Climbing and how it ended up saving my life.
‘There is nothing else apart from that hold above you.’
Climbing had gotten into my life nearly three years ago and from the very beginning it has always figuratively represented my recovery journey. I heard about climbing from a friend in high school. I wanted to give it a try, but people around me made me feel like there was no way I would have been able to do it as a sport. I kept wishing to give it a try, but my community around me was a lot more interested in making me feel beautiful rather than powerful. I thought getting big muscles in my back and arms would have looked ridiculous on me and therefore, declined the opportunities a few times.
Then life got harder, busier, and all I was focused on was making it out of uni with a good degree and travelling as much as I could to improve the five languages I was studying. When I finished uni, I decided to take a gap year to try to grasp what I wanted to be doing as a career, and all the certainties I had, vanished away because I was disable and couldn’t really become interpreter. So when I decided to study something else, something different, my decision was very close to put all my eggs in a basket and hoping that this way, this time, I would have ended up with a job I loved doing and a very happy career ahead of me.
Between my first degree and the second, I started experiencing a loss of confidence, self-esteem issues, depression, and body dysmorphia, all leading to myself binging on comfort food. Everything hit me so hard that within months I stopped having regular periods, had very bad skin, and gained a lot of weight. I just wasn’t happy. I felt trapped.
So when the chance to try climbing (actually, bouldering) came up, I took it. I went for it as committed as I could. There was no way that this time I would have let my circumstances dictate what was good or bad for me. Not gonna lie, it didn’t feel easy, relaxing or accommodating. Climbing was absolutely kicking my ass and there were days, when I felt super weak, that I was very close to giving up. But I didn’t. Wanna know why? Because in the precise moment of throwing for a hold, the hold above me was the only thing in my mind. There wasn’t me with all of my thousands of issues on the wall. There wasn’t a girl who was very close to give up on life. There was just a girl, like many other girls in the world, trying to climb something. Nothing like it has ever felt the way climbing does.
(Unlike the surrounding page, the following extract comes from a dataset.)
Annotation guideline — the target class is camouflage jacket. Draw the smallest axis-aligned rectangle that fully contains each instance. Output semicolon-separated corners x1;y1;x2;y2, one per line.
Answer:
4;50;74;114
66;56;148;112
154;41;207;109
Like in life, I am scared, confused, annoyed, angry, tired, committed all the time. But exactly like in life, if I hadn’t had kept going a little further everyday, if I hadn’t ripped my skin off a few times for the sake of building a thicker one underneath, if it hadn’t been for all the time I’ve fallen clumsily on the mat and stood up again and tried, well, if it wasn’t for all of that, I believe I would not be here today.
My recovery journey feels like it is never really coming to a real end. Everyday I’m learning new things, and sometimes I get very hopeless about it. But then I go climbing, and a lead route kicks my ass and I think ‘maybe it’s okay feeling like you’re never gonna stop learning.’ And all I know is that if I had ever stopped when it got too hard, I would have never made any progress.